Of course the novella doesn’t set out to purposefully offend.  Indeed, in this reviewer’s opinion, you’ve got to want to be offend - to actively seek out shit to annoy you - in order to find anything in this particularly grim tale offensive.  But then there’ll always be those that do.  They seem to thrive on declaring their offence.  So no doubt Shaw and Wrath will at some point find they’ve come under such fire.  Although on the other hand you can see the moral strength the author’s underline in the tale.  The support shown for women.  The whole ‘I Spit On You Grave’ (1978) rape-and-revenge stance.  Giving us a chance to enjoy the brutal comeuppance dished out to a bunch of grotesquely misogynistic fuckheads.

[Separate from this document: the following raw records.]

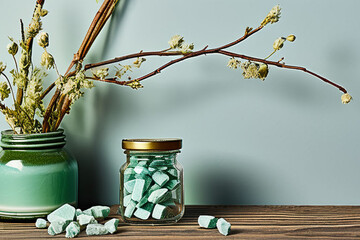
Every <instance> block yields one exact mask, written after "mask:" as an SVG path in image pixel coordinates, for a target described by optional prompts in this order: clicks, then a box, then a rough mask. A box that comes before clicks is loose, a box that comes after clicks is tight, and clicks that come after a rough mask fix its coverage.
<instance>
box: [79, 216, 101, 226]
mask: <svg viewBox="0 0 360 240" xmlns="http://www.w3.org/2000/svg"><path fill="white" fill-rule="evenodd" d="M76 219H77V221H79V224H80V226H84V225H88V224H95V223H98V222H97V221H96V220H95V218H94V216H89V215H86V214H81V215H79V216H77V218H76Z"/></svg>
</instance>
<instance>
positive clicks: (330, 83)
mask: <svg viewBox="0 0 360 240" xmlns="http://www.w3.org/2000/svg"><path fill="white" fill-rule="evenodd" d="M262 28H263V27H262V26H259V27H258V28H256V29H255V30H251V31H246V32H245V34H244V36H242V37H241V38H239V39H237V40H235V41H234V42H232V43H229V44H226V45H224V46H221V47H217V48H213V49H207V46H206V47H205V48H203V49H201V50H199V51H195V52H190V53H185V54H184V53H182V52H181V51H173V52H164V51H154V52H139V53H134V54H129V55H126V56H122V57H118V58H114V59H111V60H107V61H103V62H99V63H95V64H87V65H85V66H84V69H85V70H89V69H92V68H95V67H99V66H104V65H107V64H113V63H116V62H121V61H124V60H127V59H133V58H139V57H145V56H179V55H182V57H180V58H177V59H175V60H172V61H170V62H168V63H166V64H164V65H162V66H161V67H159V68H157V69H155V70H154V71H152V72H150V73H148V74H146V75H144V76H142V77H139V78H136V79H132V80H128V81H118V80H117V78H105V79H100V78H95V77H91V78H90V79H93V80H98V81H102V82H108V83H114V84H118V85H129V84H132V83H135V82H140V81H143V80H145V79H147V78H150V77H152V76H154V75H156V74H158V73H160V72H161V71H162V70H164V69H165V68H167V67H170V66H171V65H173V64H175V63H178V62H181V61H184V60H186V59H189V58H193V57H198V56H201V55H208V54H214V53H215V54H221V55H226V56H230V57H232V58H235V57H236V58H241V59H245V60H248V61H253V62H259V63H264V64H267V65H273V66H276V67H281V68H287V69H294V70H300V71H304V72H306V73H309V74H311V75H313V76H315V77H317V78H319V79H321V80H322V81H324V82H326V83H328V84H330V85H332V86H334V87H336V88H338V89H339V90H340V91H342V92H344V93H347V90H346V89H345V88H344V87H342V86H340V85H338V84H336V83H334V82H332V81H330V80H329V79H327V78H325V77H322V76H320V75H318V74H316V73H314V72H312V71H309V70H307V69H306V68H304V67H299V66H291V65H286V64H284V63H281V62H275V61H269V60H266V59H262V58H256V57H251V56H247V55H243V54H238V53H234V52H229V51H225V50H224V49H225V48H229V47H232V46H234V45H236V44H238V43H240V42H242V41H243V40H245V39H246V38H247V37H249V36H251V35H252V34H254V33H256V32H257V31H259V30H261V29H262ZM274 52H276V50H275V51H274Z"/></svg>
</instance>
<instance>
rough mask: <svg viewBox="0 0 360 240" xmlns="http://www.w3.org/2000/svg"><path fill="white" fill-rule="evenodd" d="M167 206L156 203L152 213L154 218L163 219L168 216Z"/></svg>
mask: <svg viewBox="0 0 360 240" xmlns="http://www.w3.org/2000/svg"><path fill="white" fill-rule="evenodd" d="M166 210H167V207H166V206H164V205H160V204H156V205H155V207H154V210H153V213H152V215H151V216H152V218H155V219H163V218H164V217H165V216H166Z"/></svg>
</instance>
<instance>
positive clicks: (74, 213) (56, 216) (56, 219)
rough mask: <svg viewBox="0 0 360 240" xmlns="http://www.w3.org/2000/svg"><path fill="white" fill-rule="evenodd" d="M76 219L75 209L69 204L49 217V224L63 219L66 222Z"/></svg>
mask: <svg viewBox="0 0 360 240" xmlns="http://www.w3.org/2000/svg"><path fill="white" fill-rule="evenodd" d="M74 217H75V208H74V207H73V206H71V205H69V204H64V205H62V206H61V207H59V208H58V209H56V210H55V211H53V212H52V213H50V214H49V215H48V216H47V219H48V221H49V222H54V221H56V220H59V219H62V220H64V221H72V220H74Z"/></svg>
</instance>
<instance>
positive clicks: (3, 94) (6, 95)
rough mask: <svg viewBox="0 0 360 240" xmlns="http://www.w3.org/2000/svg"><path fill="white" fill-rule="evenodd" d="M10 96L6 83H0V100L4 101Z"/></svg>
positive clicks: (6, 84) (9, 93)
mask: <svg viewBox="0 0 360 240" xmlns="http://www.w3.org/2000/svg"><path fill="white" fill-rule="evenodd" d="M9 95H10V88H9V86H8V84H7V83H6V82H0V99H1V101H4V99H6V98H8V97H9Z"/></svg>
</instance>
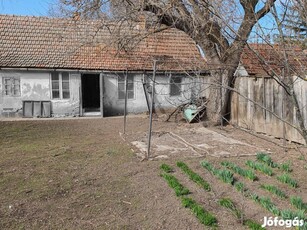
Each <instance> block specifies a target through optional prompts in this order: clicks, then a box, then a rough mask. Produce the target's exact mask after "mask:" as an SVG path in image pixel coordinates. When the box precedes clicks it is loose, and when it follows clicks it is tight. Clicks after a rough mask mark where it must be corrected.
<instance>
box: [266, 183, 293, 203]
mask: <svg viewBox="0 0 307 230" xmlns="http://www.w3.org/2000/svg"><path fill="white" fill-rule="evenodd" d="M260 188H262V189H265V190H267V191H269V192H271V193H273V194H274V195H276V196H278V197H280V198H283V199H284V198H287V196H286V194H285V193H284V192H283V191H281V190H280V189H279V188H277V187H276V186H274V185H265V184H262V185H260Z"/></svg>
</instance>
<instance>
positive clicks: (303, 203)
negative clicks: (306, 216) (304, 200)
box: [290, 196, 307, 210]
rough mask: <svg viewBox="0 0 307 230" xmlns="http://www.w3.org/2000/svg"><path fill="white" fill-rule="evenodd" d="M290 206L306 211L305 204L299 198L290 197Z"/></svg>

But that’s enough about that…back to the story itself.  In a nutshell what you get with ‘Boys’ Night’ is a novella that throws down an almost unrelenting onslaught of rape and violence.  From the outset we’re exposed to our first slice of this.  The build-up to the assault is short but utterly horrific.  The brutality of it floods your senses.  The mentality of the four rapists, even the one who doesn’t really want to be involved, is so vile it physically sickens.  Throughout the length of the tale Shaw and White change the perspective, leaping from behind the eyes of the victims to the rapists.  But it’s when we’re inside the heads of the rapists, listening to their catcalls, taunts and jeering, exposed to their fucked up delusions which they use to convince themselves their actions aren’t all that atrocious, that’s when it’s the tale becomes the hardest to swallow.  It messes with you good and proper.  Makes you feel uncomfortable in your skin.  As a male you feel repulsed to be of the same sex.  From the same species as these bastards.  Utterly sickening.

So as you’d expect there’s a fuck-tonne of violence against women in the book.  But it’s far from just that.  Shaw and White both know their game well.  They’re writers.  Damn good ones too.  They know how to weave incredibly compelling tales.  As such, ‘Boys’ Night’ incorporates a good, strong and solid storyline behind the brutality.  It’s a storyline that churns away at one hell of a pace.  And greasing the cogs we have a healthy handful of secondary substories woven in; tightening the screws and slicking the churn of vicious brutality.

But of course there’s a twist.  There’s always a twist.  Not everything’s quite as it may first appear.  And oh yes, the twist is a good ‘un.  I for one didn’t see it coming.  When it hit, holy shit did it knock the air out of my lungs.  Properly leaves you sitting there with your jaw gaping open, catching flies in the sudden shock of it.  That my friends is a twist.

All in all what you get with ‘Boys’ Night’ is a read that’ll grab you by your balls and yank you right into the thick of the savagery.  The pacing is fast and furious and as tense as freshmeat anus on D-Wing.  For a relatively short read the novella crams in the violence.  Barely a chapter goes by without it gearing up for another bout of extremity.  But it’s the stuff behind all the brutality that keeps you engrossed.  The characters pull you in.  Their plight and inner-struggle keeps you fully engaged.  There’s a lot at play here.  Emotions are exaggerated to fuck.  Everyone’s on edge.  At the drop of a hat it feels that the whole fucking thing can explode in your face.  And that’s pretty much what forces you to see the book through in one read.  It’s nigh on impossible to find a spot where you can put it down.  Because there’s absolutely no break in the tension.  There’s always something worse just around the corner.  And it keeps you gripped until the bitter end.

The novella runs for a total of 109 pages.